Unsurprisingly, in less than a decade, harnessing the potential of those ingredients and combining ingenuity, entrepreneurship and innovation, the fintech/digital lending models, have testified value proposition with success and scale. And no wonder, that digital lending is fast taking roots across products and market players including the most traditional Banks and NBFCs. Data points to the ever-increasing digitalization of products in personal, consumer, credit card, housing, auto and gold and MSME lending and loans intermediated through digital channels growing exponentially. If things move at this place, very soon most retail and MSME loans will become synonymous with ‘digital lending’.
In such an evolving context, regulation ticks all right chords.
First and foremost, by defining ‘digital lending as a remote and automated lending process, majorly by use of seamless digital technologies in customer acquisition, credit assessment, loan approval, disbursement, recovery, and associated customer service’ recognises the ubiquity of digital lending in future and embrace into the regulatory framework. This ensures future-proof, progressive and encompassing regulations, a bulwark against any regulatory arbitrage—the first principle.
The second element of the regulation is the sanctity of diverse digital lending business models serving customers through REs, DLAs, and LSPs. Fintech lending companies of various stripes have been a bellwether in taking risks and honing the models with a relentless credulity to meet customer needs. Most active players working in the regulated space were already working with/as DLAs and LSPs under the outsourcing and other arrangements permissible under the regulatory framework. Clearly spelt out the term of reference within which the REs, DLAs, and LSPs can function, brings a visible and predictable path to the industry play by the rules and significantly improves the ease of business.
Mandate and discipline in capturing customer’s economic profiles and submission of data to the credit bureau are critical measures to ensure that lenders have a comprehensive view of customers’ repayment capacity and indebtedness to offer a loan that is suitable to customers and doesn’t harm their well-being.

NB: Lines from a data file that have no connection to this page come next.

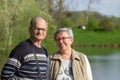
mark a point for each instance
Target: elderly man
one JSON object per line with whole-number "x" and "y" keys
{"x": 28, "y": 60}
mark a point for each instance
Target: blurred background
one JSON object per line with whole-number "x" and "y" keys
{"x": 95, "y": 23}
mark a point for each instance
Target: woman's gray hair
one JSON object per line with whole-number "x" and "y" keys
{"x": 68, "y": 30}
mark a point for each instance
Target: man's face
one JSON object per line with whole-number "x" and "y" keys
{"x": 39, "y": 30}
{"x": 63, "y": 40}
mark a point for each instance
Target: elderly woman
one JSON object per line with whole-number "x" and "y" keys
{"x": 66, "y": 63}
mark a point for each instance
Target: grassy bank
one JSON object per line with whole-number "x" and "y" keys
{"x": 80, "y": 37}
{"x": 86, "y": 37}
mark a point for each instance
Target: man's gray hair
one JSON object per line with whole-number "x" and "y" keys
{"x": 68, "y": 30}
{"x": 32, "y": 22}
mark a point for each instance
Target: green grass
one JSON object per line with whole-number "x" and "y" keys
{"x": 80, "y": 37}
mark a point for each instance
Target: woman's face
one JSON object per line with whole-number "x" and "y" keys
{"x": 63, "y": 40}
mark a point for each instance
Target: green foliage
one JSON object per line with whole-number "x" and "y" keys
{"x": 93, "y": 23}
{"x": 106, "y": 25}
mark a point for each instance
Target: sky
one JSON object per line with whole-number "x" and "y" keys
{"x": 105, "y": 7}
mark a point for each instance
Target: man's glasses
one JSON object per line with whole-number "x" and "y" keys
{"x": 62, "y": 38}
{"x": 38, "y": 29}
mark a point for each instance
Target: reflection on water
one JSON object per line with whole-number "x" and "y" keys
{"x": 106, "y": 67}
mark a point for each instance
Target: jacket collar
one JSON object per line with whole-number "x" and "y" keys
{"x": 75, "y": 55}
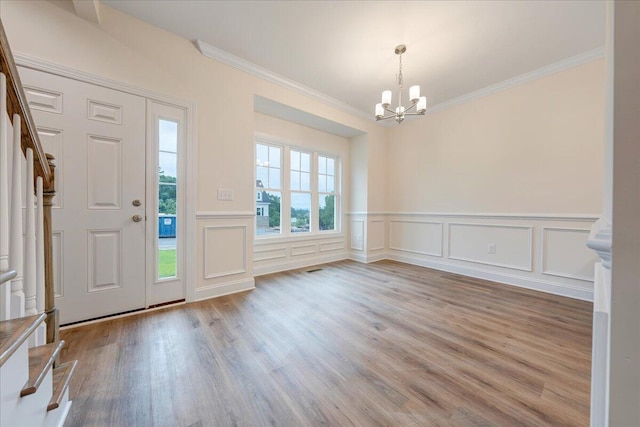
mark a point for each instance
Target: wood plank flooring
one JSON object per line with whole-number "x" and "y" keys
{"x": 384, "y": 344}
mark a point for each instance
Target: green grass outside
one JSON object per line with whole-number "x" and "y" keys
{"x": 166, "y": 263}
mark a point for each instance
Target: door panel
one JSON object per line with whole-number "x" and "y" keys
{"x": 98, "y": 138}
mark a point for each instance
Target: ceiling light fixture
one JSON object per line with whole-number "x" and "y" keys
{"x": 418, "y": 102}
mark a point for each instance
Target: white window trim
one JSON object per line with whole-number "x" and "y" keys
{"x": 285, "y": 191}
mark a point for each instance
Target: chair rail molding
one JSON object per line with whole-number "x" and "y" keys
{"x": 600, "y": 239}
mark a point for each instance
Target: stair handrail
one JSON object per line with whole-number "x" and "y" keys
{"x": 43, "y": 167}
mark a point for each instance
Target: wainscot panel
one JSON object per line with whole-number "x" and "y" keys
{"x": 507, "y": 246}
{"x": 565, "y": 253}
{"x": 415, "y": 236}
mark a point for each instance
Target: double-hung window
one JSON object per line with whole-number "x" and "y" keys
{"x": 326, "y": 193}
{"x": 268, "y": 188}
{"x": 300, "y": 186}
{"x": 297, "y": 190}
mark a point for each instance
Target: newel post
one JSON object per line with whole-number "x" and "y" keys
{"x": 53, "y": 317}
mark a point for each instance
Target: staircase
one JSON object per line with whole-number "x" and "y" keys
{"x": 32, "y": 391}
{"x": 34, "y": 388}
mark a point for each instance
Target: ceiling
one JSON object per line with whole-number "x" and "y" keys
{"x": 345, "y": 49}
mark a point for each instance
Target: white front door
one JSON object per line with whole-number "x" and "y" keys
{"x": 97, "y": 136}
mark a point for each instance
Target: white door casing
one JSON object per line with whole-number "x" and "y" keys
{"x": 161, "y": 290}
{"x": 98, "y": 138}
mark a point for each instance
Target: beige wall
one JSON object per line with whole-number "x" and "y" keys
{"x": 127, "y": 50}
{"x": 534, "y": 148}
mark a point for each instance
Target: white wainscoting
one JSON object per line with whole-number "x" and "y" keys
{"x": 565, "y": 253}
{"x": 271, "y": 255}
{"x": 416, "y": 236}
{"x": 224, "y": 250}
{"x": 357, "y": 234}
{"x": 513, "y": 244}
{"x": 377, "y": 235}
{"x": 543, "y": 252}
{"x": 224, "y": 240}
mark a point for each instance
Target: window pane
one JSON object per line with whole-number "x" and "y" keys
{"x": 274, "y": 157}
{"x": 274, "y": 178}
{"x": 327, "y": 212}
{"x": 269, "y": 208}
{"x": 331, "y": 187}
{"x": 168, "y": 135}
{"x": 262, "y": 175}
{"x": 305, "y": 162}
{"x": 167, "y": 164}
{"x": 331, "y": 166}
{"x": 300, "y": 212}
{"x": 322, "y": 165}
{"x": 322, "y": 183}
{"x": 262, "y": 155}
{"x": 295, "y": 180}
{"x": 305, "y": 181}
{"x": 295, "y": 160}
{"x": 167, "y": 260}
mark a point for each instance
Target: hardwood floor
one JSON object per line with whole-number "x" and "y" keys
{"x": 384, "y": 344}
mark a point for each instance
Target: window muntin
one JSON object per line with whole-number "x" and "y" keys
{"x": 326, "y": 193}
{"x": 167, "y": 198}
{"x": 300, "y": 186}
{"x": 268, "y": 189}
{"x": 307, "y": 196}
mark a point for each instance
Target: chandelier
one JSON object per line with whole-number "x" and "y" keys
{"x": 418, "y": 102}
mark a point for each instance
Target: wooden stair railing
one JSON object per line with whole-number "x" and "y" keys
{"x": 43, "y": 167}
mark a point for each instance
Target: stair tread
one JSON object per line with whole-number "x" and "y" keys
{"x": 61, "y": 378}
{"x": 14, "y": 332}
{"x": 7, "y": 275}
{"x": 40, "y": 360}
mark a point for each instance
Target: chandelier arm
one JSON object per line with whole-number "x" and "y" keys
{"x": 413, "y": 105}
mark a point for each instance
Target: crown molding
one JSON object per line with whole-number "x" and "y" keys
{"x": 243, "y": 65}
{"x": 260, "y": 72}
{"x": 47, "y": 66}
{"x": 565, "y": 64}
{"x": 485, "y": 215}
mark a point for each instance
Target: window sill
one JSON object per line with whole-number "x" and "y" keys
{"x": 268, "y": 240}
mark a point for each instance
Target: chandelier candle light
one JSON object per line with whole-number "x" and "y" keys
{"x": 418, "y": 102}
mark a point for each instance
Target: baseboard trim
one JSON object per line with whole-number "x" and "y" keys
{"x": 222, "y": 289}
{"x": 276, "y": 268}
{"x": 508, "y": 279}
{"x": 367, "y": 259}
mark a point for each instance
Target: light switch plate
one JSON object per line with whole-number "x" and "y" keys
{"x": 224, "y": 194}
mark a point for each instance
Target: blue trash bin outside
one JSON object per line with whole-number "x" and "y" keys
{"x": 166, "y": 226}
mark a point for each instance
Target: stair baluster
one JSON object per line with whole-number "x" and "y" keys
{"x": 5, "y": 295}
{"x": 30, "y": 244}
{"x": 16, "y": 238}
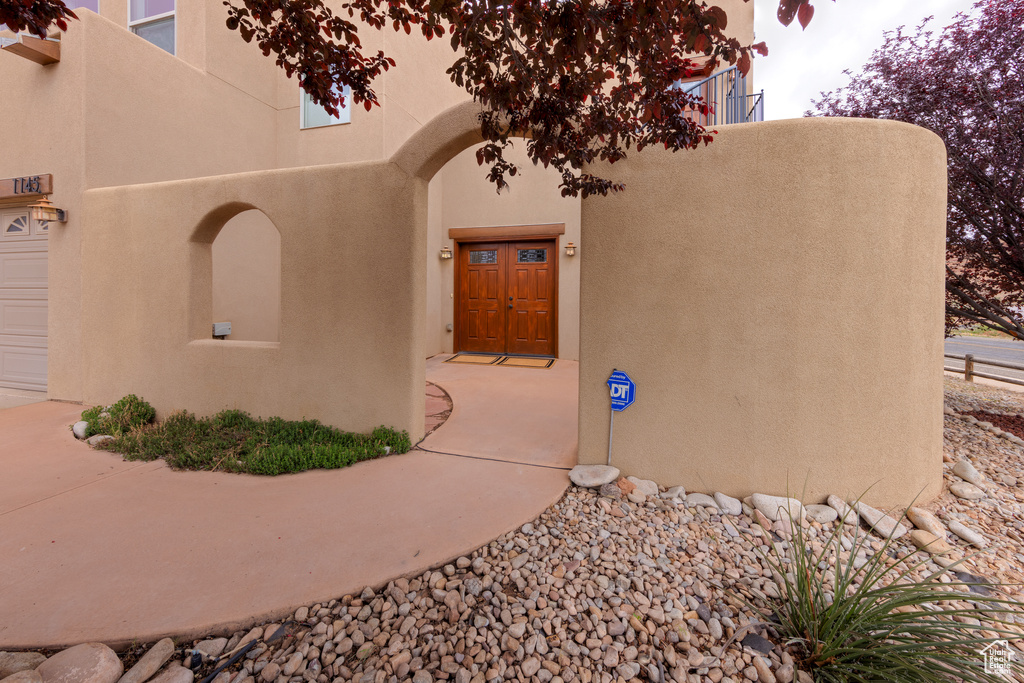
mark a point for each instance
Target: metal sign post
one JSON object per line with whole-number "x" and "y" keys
{"x": 624, "y": 392}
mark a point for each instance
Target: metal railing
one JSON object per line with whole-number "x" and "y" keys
{"x": 970, "y": 373}
{"x": 727, "y": 95}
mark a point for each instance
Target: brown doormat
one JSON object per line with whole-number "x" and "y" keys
{"x": 475, "y": 358}
{"x": 519, "y": 361}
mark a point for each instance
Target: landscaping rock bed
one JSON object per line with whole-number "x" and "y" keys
{"x": 630, "y": 582}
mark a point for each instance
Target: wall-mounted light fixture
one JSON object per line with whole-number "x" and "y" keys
{"x": 44, "y": 210}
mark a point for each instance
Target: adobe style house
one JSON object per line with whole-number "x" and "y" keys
{"x": 739, "y": 285}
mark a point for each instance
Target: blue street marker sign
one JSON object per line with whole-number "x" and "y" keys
{"x": 624, "y": 390}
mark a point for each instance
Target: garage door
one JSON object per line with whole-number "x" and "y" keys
{"x": 23, "y": 300}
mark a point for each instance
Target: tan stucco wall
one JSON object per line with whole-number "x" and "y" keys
{"x": 777, "y": 297}
{"x": 351, "y": 293}
{"x": 467, "y": 199}
{"x": 247, "y": 278}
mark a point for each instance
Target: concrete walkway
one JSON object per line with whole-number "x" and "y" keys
{"x": 96, "y": 549}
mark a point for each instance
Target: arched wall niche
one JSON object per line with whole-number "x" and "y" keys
{"x": 237, "y": 278}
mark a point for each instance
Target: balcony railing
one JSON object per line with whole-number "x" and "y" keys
{"x": 727, "y": 95}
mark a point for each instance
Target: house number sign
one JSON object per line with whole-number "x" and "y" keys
{"x": 28, "y": 185}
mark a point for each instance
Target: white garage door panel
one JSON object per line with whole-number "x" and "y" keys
{"x": 23, "y": 368}
{"x": 23, "y": 301}
{"x": 24, "y": 267}
{"x": 23, "y": 317}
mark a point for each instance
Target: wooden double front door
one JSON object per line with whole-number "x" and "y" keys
{"x": 506, "y": 297}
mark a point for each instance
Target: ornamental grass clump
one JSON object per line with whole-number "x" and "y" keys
{"x": 128, "y": 414}
{"x": 235, "y": 441}
{"x": 873, "y": 619}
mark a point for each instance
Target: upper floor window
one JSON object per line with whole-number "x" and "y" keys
{"x": 314, "y": 116}
{"x": 154, "y": 20}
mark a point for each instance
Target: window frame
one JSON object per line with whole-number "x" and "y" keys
{"x": 344, "y": 118}
{"x": 133, "y": 25}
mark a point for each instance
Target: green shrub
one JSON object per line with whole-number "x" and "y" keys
{"x": 128, "y": 414}
{"x": 235, "y": 441}
{"x": 877, "y": 623}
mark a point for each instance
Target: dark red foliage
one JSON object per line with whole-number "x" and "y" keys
{"x": 966, "y": 84}
{"x": 35, "y": 15}
{"x": 583, "y": 80}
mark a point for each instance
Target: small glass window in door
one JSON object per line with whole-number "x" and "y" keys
{"x": 483, "y": 257}
{"x": 532, "y": 256}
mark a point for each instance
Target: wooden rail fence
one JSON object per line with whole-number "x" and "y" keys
{"x": 970, "y": 373}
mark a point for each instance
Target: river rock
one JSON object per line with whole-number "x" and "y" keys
{"x": 775, "y": 507}
{"x": 645, "y": 486}
{"x": 969, "y": 535}
{"x": 822, "y": 514}
{"x": 27, "y": 676}
{"x": 966, "y": 491}
{"x": 174, "y": 674}
{"x": 88, "y": 663}
{"x": 11, "y": 663}
{"x": 846, "y": 513}
{"x": 926, "y": 521}
{"x": 729, "y": 505}
{"x": 211, "y": 648}
{"x": 593, "y": 476}
{"x": 929, "y": 542}
{"x": 151, "y": 663}
{"x": 967, "y": 471}
{"x": 693, "y": 500}
{"x": 880, "y": 522}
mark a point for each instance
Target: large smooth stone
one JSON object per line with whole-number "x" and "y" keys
{"x": 822, "y": 514}
{"x": 27, "y": 676}
{"x": 777, "y": 507}
{"x": 693, "y": 500}
{"x": 880, "y": 522}
{"x": 846, "y": 513}
{"x": 966, "y": 491}
{"x": 88, "y": 663}
{"x": 729, "y": 505}
{"x": 926, "y": 521}
{"x": 11, "y": 663}
{"x": 967, "y": 471}
{"x": 151, "y": 663}
{"x": 930, "y": 543}
{"x": 174, "y": 674}
{"x": 968, "y": 535}
{"x": 645, "y": 486}
{"x": 593, "y": 476}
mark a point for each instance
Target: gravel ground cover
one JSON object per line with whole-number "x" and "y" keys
{"x": 625, "y": 583}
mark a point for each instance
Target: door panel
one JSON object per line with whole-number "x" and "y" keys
{"x": 532, "y": 295}
{"x": 23, "y": 301}
{"x": 480, "y": 308}
{"x": 506, "y": 298}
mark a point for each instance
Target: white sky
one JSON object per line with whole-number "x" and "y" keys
{"x": 842, "y": 35}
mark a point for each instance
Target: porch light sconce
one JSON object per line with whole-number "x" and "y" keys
{"x": 44, "y": 210}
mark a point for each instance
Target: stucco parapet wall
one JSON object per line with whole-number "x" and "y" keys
{"x": 777, "y": 296}
{"x": 352, "y": 241}
{"x": 440, "y": 140}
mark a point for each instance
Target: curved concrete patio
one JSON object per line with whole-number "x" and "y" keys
{"x": 97, "y": 549}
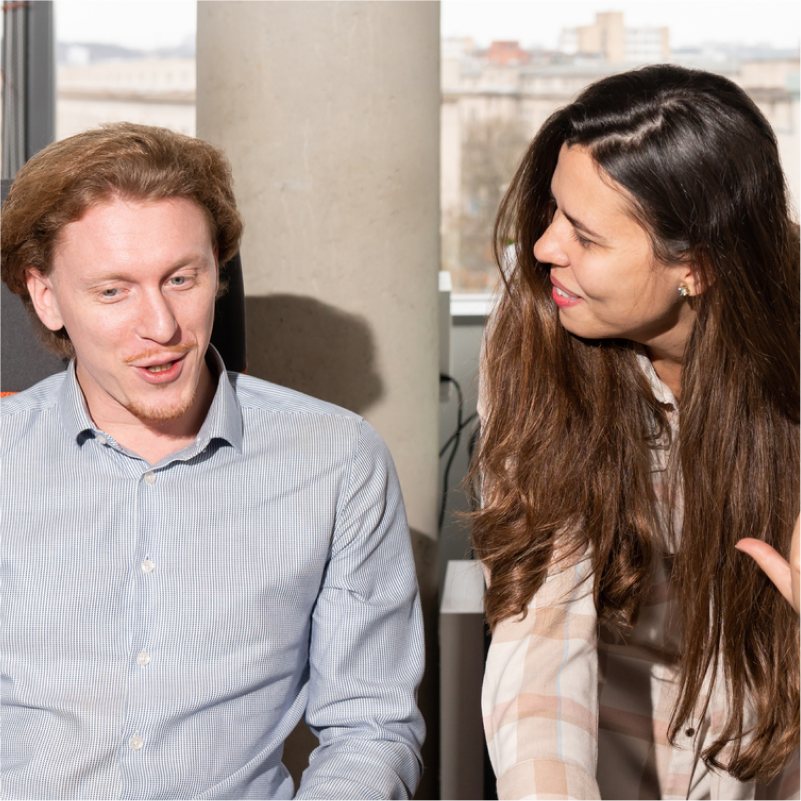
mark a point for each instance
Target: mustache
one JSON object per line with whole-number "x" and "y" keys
{"x": 172, "y": 350}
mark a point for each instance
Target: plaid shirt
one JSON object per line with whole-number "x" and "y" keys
{"x": 575, "y": 712}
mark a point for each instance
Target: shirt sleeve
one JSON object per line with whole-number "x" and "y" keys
{"x": 366, "y": 650}
{"x": 540, "y": 695}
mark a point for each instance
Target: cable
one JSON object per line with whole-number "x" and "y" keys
{"x": 454, "y": 441}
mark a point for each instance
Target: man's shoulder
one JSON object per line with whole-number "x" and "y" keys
{"x": 38, "y": 398}
{"x": 264, "y": 396}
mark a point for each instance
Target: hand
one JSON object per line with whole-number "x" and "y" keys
{"x": 786, "y": 577}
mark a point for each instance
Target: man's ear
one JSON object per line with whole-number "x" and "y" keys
{"x": 40, "y": 288}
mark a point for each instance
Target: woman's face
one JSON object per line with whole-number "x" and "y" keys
{"x": 606, "y": 280}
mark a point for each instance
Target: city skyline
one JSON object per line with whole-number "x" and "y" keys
{"x": 154, "y": 24}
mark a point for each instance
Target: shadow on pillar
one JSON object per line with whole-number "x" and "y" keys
{"x": 302, "y": 343}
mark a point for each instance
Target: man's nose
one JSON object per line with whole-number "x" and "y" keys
{"x": 157, "y": 319}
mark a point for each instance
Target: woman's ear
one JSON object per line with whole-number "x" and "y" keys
{"x": 40, "y": 289}
{"x": 695, "y": 279}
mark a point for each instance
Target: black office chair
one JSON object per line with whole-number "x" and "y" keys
{"x": 24, "y": 360}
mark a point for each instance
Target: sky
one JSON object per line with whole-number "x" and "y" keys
{"x": 149, "y": 24}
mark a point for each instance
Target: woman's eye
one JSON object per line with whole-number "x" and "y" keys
{"x": 585, "y": 243}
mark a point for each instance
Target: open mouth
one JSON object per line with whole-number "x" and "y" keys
{"x": 159, "y": 368}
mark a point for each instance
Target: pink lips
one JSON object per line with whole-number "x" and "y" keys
{"x": 561, "y": 297}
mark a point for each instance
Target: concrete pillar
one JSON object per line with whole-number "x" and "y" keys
{"x": 329, "y": 112}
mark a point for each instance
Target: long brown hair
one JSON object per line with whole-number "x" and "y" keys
{"x": 570, "y": 424}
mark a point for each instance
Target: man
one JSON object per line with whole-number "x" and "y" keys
{"x": 190, "y": 560}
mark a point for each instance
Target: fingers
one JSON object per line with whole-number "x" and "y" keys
{"x": 776, "y": 568}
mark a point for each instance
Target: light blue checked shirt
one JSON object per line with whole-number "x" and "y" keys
{"x": 163, "y": 629}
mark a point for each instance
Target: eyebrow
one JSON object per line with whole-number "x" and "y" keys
{"x": 577, "y": 223}
{"x": 583, "y": 228}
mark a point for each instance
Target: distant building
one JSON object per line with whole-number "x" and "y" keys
{"x": 507, "y": 53}
{"x": 609, "y": 39}
{"x": 148, "y": 90}
{"x": 514, "y": 96}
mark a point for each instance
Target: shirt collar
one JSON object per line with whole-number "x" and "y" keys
{"x": 660, "y": 389}
{"x": 223, "y": 421}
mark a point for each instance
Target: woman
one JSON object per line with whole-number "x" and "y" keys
{"x": 642, "y": 386}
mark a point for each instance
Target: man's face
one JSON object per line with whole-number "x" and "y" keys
{"x": 134, "y": 285}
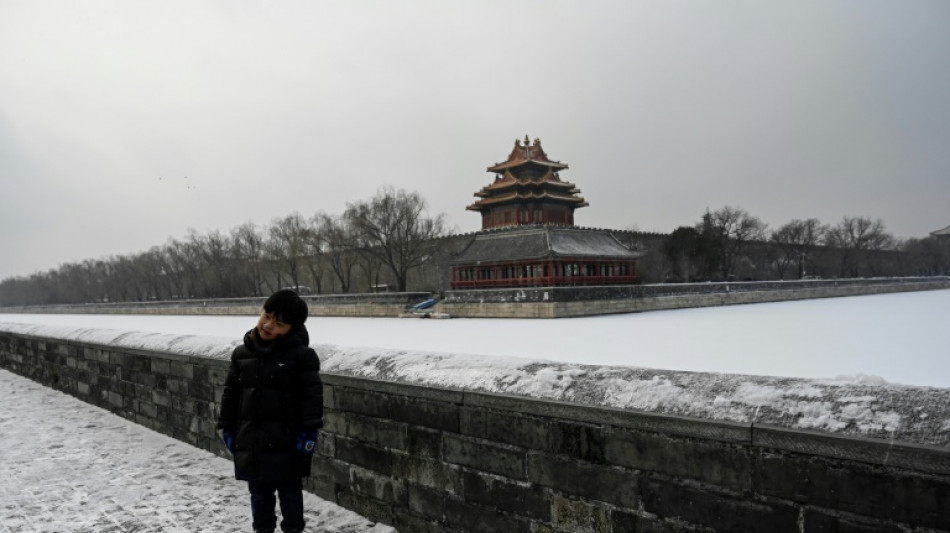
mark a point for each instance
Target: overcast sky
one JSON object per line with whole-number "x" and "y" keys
{"x": 125, "y": 123}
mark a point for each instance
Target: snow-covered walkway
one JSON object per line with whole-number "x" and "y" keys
{"x": 67, "y": 466}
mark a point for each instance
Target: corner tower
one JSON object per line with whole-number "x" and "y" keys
{"x": 527, "y": 190}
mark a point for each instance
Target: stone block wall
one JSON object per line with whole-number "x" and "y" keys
{"x": 431, "y": 460}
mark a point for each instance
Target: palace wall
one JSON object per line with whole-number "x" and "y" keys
{"x": 563, "y": 302}
{"x": 529, "y": 302}
{"x": 430, "y": 460}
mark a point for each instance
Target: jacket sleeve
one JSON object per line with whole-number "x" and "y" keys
{"x": 230, "y": 398}
{"x": 310, "y": 388}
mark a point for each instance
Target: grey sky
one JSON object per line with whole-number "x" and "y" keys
{"x": 125, "y": 123}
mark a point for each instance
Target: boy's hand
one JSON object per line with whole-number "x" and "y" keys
{"x": 307, "y": 441}
{"x": 228, "y": 439}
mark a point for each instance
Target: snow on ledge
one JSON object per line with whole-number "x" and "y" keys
{"x": 855, "y": 405}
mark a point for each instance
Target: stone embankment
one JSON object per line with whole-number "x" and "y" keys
{"x": 437, "y": 460}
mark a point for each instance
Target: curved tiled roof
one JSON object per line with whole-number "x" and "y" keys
{"x": 945, "y": 232}
{"x": 544, "y": 242}
{"x": 526, "y": 153}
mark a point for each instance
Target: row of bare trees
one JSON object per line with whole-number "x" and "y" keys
{"x": 372, "y": 243}
{"x": 730, "y": 243}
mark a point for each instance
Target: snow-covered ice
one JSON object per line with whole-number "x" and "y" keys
{"x": 68, "y": 466}
{"x": 833, "y": 365}
{"x": 897, "y": 337}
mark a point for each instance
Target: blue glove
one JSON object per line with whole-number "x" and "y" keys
{"x": 307, "y": 441}
{"x": 228, "y": 439}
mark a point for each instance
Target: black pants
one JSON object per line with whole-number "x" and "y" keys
{"x": 263, "y": 501}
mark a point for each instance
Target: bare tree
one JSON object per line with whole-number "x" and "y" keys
{"x": 793, "y": 242}
{"x": 394, "y": 226}
{"x": 856, "y": 239}
{"x": 248, "y": 246}
{"x": 288, "y": 244}
{"x": 732, "y": 228}
{"x": 340, "y": 243}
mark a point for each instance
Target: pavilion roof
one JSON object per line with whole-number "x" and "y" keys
{"x": 544, "y": 242}
{"x": 945, "y": 232}
{"x": 527, "y": 196}
{"x": 527, "y": 153}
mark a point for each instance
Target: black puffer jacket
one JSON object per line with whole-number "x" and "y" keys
{"x": 272, "y": 392}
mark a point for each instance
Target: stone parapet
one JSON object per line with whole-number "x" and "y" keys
{"x": 384, "y": 304}
{"x": 435, "y": 460}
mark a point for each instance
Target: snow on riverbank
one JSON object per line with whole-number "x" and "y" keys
{"x": 859, "y": 403}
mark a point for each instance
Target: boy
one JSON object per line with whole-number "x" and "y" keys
{"x": 271, "y": 409}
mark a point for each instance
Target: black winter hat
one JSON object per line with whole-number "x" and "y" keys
{"x": 287, "y": 306}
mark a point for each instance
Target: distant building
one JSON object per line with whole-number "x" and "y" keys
{"x": 528, "y": 237}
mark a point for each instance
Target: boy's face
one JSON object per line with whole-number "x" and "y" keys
{"x": 269, "y": 327}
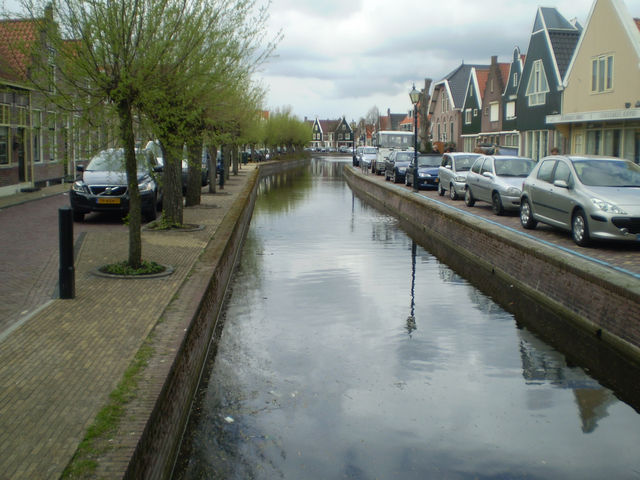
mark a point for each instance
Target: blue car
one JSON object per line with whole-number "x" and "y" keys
{"x": 428, "y": 164}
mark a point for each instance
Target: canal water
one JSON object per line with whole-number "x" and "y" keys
{"x": 348, "y": 351}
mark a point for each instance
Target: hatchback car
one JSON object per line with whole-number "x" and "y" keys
{"x": 592, "y": 197}
{"x": 396, "y": 165}
{"x": 428, "y": 164}
{"x": 498, "y": 181}
{"x": 103, "y": 185}
{"x": 453, "y": 173}
{"x": 367, "y": 156}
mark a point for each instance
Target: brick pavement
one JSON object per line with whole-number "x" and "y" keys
{"x": 58, "y": 368}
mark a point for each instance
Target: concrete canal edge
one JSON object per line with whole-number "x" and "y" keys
{"x": 595, "y": 301}
{"x": 154, "y": 421}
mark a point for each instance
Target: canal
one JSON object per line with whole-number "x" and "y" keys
{"x": 346, "y": 350}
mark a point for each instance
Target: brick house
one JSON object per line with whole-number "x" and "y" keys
{"x": 34, "y": 136}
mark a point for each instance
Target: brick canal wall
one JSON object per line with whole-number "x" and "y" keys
{"x": 166, "y": 392}
{"x": 597, "y": 302}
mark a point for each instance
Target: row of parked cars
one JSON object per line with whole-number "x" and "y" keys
{"x": 102, "y": 184}
{"x": 592, "y": 197}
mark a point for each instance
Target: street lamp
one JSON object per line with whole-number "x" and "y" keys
{"x": 414, "y": 95}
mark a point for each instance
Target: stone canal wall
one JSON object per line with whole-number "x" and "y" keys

And lastly but more importantly the lodestar of regulation is customer empowerment with a focus on the correct information to the customer, who is the lender, what is the product and pricing, what data is being taken, why and how data will be used, control over data, usage, recovery practices. Alongside information, uniform regulatory standards on APR, disclosures, data permission, privacy and security ensure that customers taking digital lending loans through regulated entities, the customer now has assurance on critical parameters. This will improve customer trust in digital lending. Even more importantly, regulation will make customers aware of their rights and responsibility in digital lending and demand the same from their lenders. It will also help them to be aware of the illegal digital lending apps, which have exploited the app permissions and data to harm the customers.
Many customers, for the longest time, have had intimidating and hostile experiences in traditional lending to institutional and human biases. The most important aspect of digital lending, besides the efficiency and business model gains, is the dignified experience it provides to customers, respecting their needs, choice, time, convenience, and privacy.
Regulations are most clear-eyed and clear-headed in addressing the problems that had cropped up adversely impacting the customer protection and integrity and stability of the financial sector. Regulations have attempted a fine balance between prescription and principles of responsibilization, which is important to ensure adherence in letter and spirit. It empowers customers and entrusts the lenders to undertake responsibilities.
In the fullness of time, other critical aspects will become clear but for now, within these rules, digit lending will innovate and invigorate with ever greater clarity, focus and fortitude to achieve financial inclusion.